For Diggins, though, that's not a bad thing. The post-Olympics emotional drop-off can be dizzying for some athletes, and Diggins says going straight back into competition helps her return to normalcy. "You don't go off the edge of this adrenaline rollercoaster and then have nothing going on," she says. Which isn't to say it's not exhausting — "after racing six races at the games, my body was pretty tired," Diggins admits. Her recovery has included sleep and "a lot of chocolate."

The Beijing Olympics ended on a high note for Diggins. In her last race of the games, the 30-kilometer mass start, Diggins earned her first-ever silver medal (she already owns gold and bronze). It was the first time a non-European woman had medaled in the 30-kilometer, and it required an effort so taxing that Diggins collapsed after crossing the finish line. The image of the 30-year-old lying prone in the snow was indelible and perhaps a bit concerning, but she assures us that she was fine afterwards: "I needed to be helped out of there because I couldn't walk, but once I was able to come back to myself, I was OK."
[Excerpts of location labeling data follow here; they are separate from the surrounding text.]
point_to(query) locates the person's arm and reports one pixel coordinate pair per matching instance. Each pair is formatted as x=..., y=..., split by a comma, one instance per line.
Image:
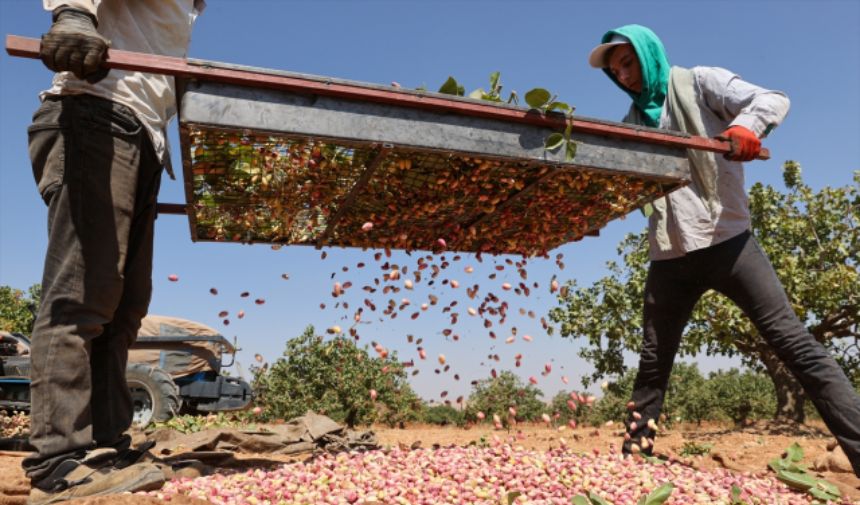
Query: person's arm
x=73, y=44
x=751, y=111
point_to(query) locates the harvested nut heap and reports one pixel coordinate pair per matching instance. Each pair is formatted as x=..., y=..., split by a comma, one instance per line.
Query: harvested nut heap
x=251, y=187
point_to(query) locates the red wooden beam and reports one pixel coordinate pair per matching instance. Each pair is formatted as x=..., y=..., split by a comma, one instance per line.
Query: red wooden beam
x=180, y=67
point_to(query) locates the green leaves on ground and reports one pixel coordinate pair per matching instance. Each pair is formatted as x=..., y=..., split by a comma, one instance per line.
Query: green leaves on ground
x=591, y=499
x=658, y=496
x=791, y=471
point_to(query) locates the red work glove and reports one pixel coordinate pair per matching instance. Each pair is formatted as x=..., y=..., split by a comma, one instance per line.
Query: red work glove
x=745, y=144
x=73, y=44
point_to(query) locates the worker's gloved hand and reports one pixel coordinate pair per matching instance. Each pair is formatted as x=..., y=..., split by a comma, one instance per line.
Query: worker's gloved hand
x=73, y=44
x=746, y=145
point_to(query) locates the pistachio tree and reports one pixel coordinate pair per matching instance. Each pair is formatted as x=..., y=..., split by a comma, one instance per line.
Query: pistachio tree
x=813, y=240
x=335, y=377
x=18, y=308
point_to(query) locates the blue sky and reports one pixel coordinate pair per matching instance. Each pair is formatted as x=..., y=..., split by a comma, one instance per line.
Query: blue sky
x=809, y=49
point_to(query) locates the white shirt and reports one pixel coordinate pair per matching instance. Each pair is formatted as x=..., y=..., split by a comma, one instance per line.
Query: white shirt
x=148, y=26
x=689, y=221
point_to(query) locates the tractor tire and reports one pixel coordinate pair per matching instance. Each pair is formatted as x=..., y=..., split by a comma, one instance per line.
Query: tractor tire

Two nights earlier, Diggins had dealt with a bad bout of food poisoning that left her feeling "hollowed out and sick" one day prior to the race. "If the race had been a day earlier, I don't know if I would've been able to be on the start line," Diggins says. "It definitely rocked my confidence." She leaned on her team, family, and fiancé for support and says that just being able to race (to say nothing of medaling) was a "big moment."
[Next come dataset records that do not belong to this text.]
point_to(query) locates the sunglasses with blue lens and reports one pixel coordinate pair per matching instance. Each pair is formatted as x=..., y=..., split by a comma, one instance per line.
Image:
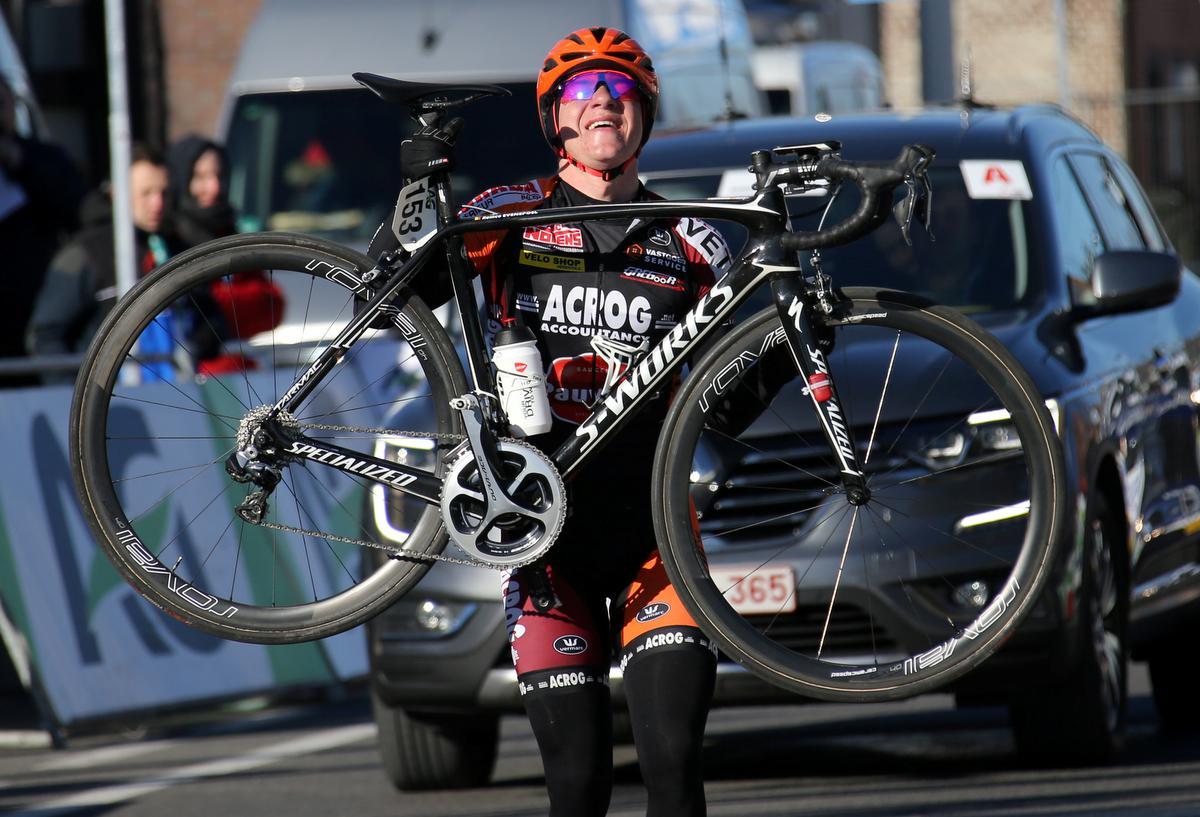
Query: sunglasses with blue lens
x=583, y=85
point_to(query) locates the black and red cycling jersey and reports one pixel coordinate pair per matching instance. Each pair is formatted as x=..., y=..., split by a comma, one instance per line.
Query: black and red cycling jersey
x=628, y=280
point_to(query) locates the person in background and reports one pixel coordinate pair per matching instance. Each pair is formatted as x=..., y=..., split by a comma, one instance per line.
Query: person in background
x=41, y=191
x=603, y=592
x=198, y=210
x=81, y=281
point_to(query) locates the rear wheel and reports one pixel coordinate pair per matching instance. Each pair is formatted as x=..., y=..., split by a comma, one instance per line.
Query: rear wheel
x=151, y=433
x=850, y=598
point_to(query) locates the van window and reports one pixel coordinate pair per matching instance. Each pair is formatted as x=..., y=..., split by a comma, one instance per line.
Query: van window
x=328, y=162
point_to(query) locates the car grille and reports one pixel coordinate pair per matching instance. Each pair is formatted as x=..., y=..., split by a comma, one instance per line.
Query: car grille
x=852, y=631
x=767, y=497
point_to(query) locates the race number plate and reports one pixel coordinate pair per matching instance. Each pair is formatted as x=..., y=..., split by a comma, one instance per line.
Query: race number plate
x=415, y=218
x=756, y=590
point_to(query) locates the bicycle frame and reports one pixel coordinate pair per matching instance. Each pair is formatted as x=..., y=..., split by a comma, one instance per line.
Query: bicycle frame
x=763, y=258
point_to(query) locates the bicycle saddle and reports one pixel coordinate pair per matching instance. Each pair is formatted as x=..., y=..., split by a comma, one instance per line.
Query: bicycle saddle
x=426, y=96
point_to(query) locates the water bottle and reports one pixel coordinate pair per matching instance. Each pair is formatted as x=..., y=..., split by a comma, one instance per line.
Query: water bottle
x=521, y=382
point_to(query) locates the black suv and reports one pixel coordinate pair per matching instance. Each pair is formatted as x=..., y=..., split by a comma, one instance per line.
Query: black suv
x=1045, y=238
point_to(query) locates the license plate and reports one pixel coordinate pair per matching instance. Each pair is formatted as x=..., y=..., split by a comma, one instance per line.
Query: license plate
x=755, y=590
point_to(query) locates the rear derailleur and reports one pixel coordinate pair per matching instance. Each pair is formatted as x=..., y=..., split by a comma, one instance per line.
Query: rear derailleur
x=258, y=461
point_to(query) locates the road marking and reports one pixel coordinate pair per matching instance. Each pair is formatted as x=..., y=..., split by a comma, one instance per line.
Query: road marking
x=93, y=757
x=109, y=796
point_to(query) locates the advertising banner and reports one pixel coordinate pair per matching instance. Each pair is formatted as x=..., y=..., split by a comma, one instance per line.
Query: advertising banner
x=96, y=648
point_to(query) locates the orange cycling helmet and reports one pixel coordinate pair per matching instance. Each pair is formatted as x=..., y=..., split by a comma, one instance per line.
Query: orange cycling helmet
x=594, y=48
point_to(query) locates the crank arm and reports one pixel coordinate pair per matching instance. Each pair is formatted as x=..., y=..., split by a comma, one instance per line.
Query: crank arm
x=483, y=445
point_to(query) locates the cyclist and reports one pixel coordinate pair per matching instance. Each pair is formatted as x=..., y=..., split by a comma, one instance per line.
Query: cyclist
x=624, y=281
That 30-kilometer race demanded more of her than Diggins knew she had to give. Her legs started cramping, the muscles around her knees "spasming" with 17 kilometers still to go. As her technique disintegrated and pain set in, Diggins fought to keep her mindset as positive as possible. "Every single downhill, I was giving myself a pep talk, saying, 'Nope, you can do this. Just use your arms. Use different parts of your body that don't hurt right now,'" she says. She describes the race as "mentally, one of the biggest battles I've ever had."

Diggins characterizes that silver-medal race as the hardest — and best — of her career so far. "It was, without a doubt, the deepest I've ever had to dig in my life," she says, and she found it empowering to know just how much she could overcome — even if collapsing at the finish line is not exactly an experience she would prefer to repeat: "Just to know that strength of mind is there is really empowering in every aspect of my life, and to know that strength of team is there."
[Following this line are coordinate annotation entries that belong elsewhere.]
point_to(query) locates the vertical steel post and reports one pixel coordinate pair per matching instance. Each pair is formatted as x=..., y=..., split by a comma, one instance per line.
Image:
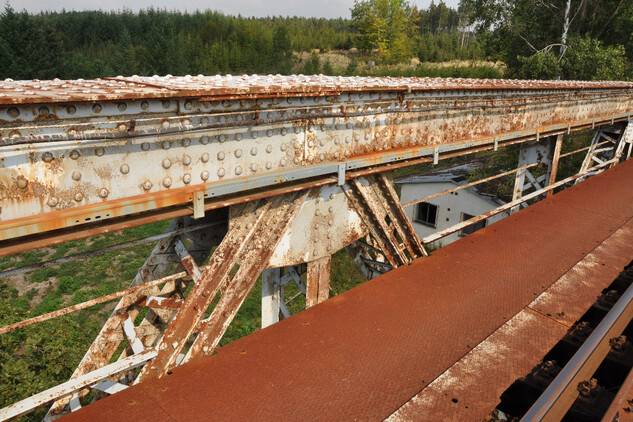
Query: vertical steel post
x=553, y=168
x=272, y=295
x=318, y=281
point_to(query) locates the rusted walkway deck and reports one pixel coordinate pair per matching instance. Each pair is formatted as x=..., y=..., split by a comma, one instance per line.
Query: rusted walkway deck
x=367, y=352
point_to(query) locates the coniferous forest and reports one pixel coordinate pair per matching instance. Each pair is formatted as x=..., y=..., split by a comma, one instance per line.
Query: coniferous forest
x=94, y=44
x=554, y=39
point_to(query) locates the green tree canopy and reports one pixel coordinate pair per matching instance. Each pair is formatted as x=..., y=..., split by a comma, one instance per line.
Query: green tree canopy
x=386, y=25
x=529, y=34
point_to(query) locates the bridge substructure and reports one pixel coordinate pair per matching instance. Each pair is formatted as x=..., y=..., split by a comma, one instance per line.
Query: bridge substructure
x=271, y=175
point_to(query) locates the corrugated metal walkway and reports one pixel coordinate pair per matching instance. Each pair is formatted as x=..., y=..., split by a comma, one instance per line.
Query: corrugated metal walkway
x=365, y=353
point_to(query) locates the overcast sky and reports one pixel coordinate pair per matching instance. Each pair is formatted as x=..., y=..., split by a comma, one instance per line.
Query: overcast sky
x=317, y=8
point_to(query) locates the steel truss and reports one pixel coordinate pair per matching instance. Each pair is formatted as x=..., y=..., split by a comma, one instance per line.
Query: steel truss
x=200, y=271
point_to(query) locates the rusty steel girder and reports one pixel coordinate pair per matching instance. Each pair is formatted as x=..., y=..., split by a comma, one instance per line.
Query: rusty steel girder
x=76, y=152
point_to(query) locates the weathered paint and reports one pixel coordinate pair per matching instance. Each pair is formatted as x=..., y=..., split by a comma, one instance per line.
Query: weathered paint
x=74, y=152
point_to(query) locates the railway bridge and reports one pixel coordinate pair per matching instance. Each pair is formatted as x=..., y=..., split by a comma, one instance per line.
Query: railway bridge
x=269, y=176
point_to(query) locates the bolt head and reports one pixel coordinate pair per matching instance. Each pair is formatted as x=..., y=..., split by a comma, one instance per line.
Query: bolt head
x=22, y=182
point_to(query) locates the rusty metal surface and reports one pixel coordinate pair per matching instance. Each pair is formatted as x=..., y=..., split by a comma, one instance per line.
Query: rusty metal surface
x=37, y=91
x=511, y=351
x=366, y=352
x=621, y=408
x=74, y=152
x=471, y=388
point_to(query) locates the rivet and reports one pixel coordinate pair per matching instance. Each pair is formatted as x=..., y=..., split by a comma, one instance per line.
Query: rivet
x=22, y=182
x=13, y=112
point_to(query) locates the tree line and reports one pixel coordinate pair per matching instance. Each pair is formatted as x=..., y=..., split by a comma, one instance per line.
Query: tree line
x=91, y=44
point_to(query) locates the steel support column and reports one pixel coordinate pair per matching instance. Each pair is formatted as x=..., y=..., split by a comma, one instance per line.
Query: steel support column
x=318, y=281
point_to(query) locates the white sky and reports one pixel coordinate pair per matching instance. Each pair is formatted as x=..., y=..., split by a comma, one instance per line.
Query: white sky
x=316, y=8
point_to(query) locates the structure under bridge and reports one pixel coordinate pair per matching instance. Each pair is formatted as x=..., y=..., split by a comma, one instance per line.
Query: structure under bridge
x=270, y=176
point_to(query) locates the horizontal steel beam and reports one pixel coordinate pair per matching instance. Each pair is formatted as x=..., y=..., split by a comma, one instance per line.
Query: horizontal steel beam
x=146, y=144
x=559, y=396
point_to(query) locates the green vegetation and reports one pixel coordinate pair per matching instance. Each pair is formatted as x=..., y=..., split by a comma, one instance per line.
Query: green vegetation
x=91, y=44
x=568, y=39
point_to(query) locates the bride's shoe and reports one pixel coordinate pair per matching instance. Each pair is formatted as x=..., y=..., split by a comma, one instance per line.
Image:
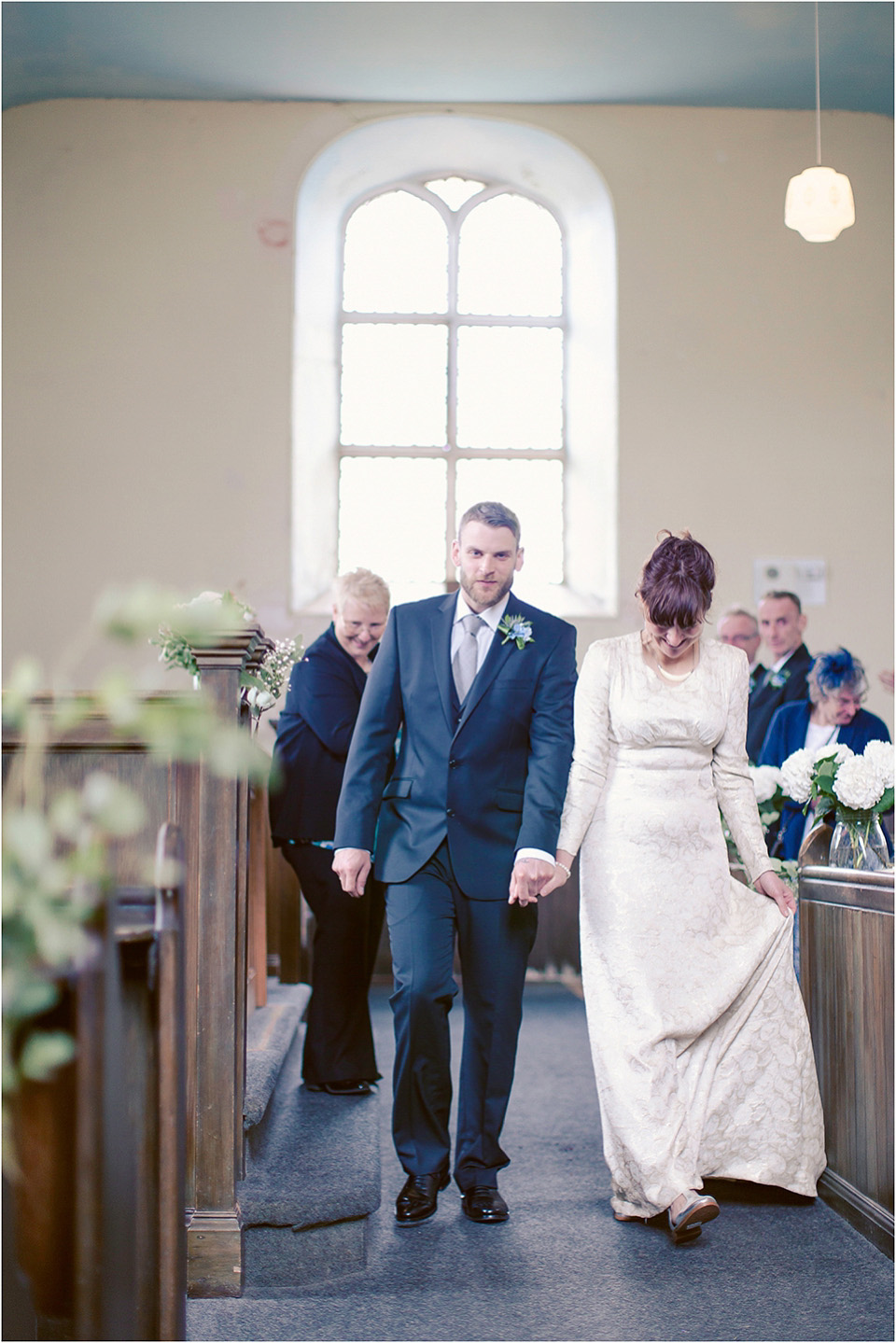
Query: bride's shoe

If there's one thing Diggins knows, it's that success isn't defined by whether she wins a medal at the end of the race. "For me, it's always been a question of 'how do I want to feel when I cross the finish line?'" she says. That's what she asks herself when the going gets tough — when she can barely feel her legs, and her whole body aches. "I want to be able to cross the finish line and know, beyond a shadow of a doubt, that I gave it every single ounce of energy that I had," she says. "Because then I know, regardless of the result, I'm going to feel proud of going out there and putting my heart on the line."

That's why Diggins stays in a sport that asks so much of her, and that forces her to redefine her limitations. "It makes it easy for me to be willing to keep pushing and keep digging deeper if I know that's how I'm going to feel amazing about my race," she says. "When the question is 'well, should I back down a little bit, give up a little bit, or should I keep pushing?' It's a very easy question to answer."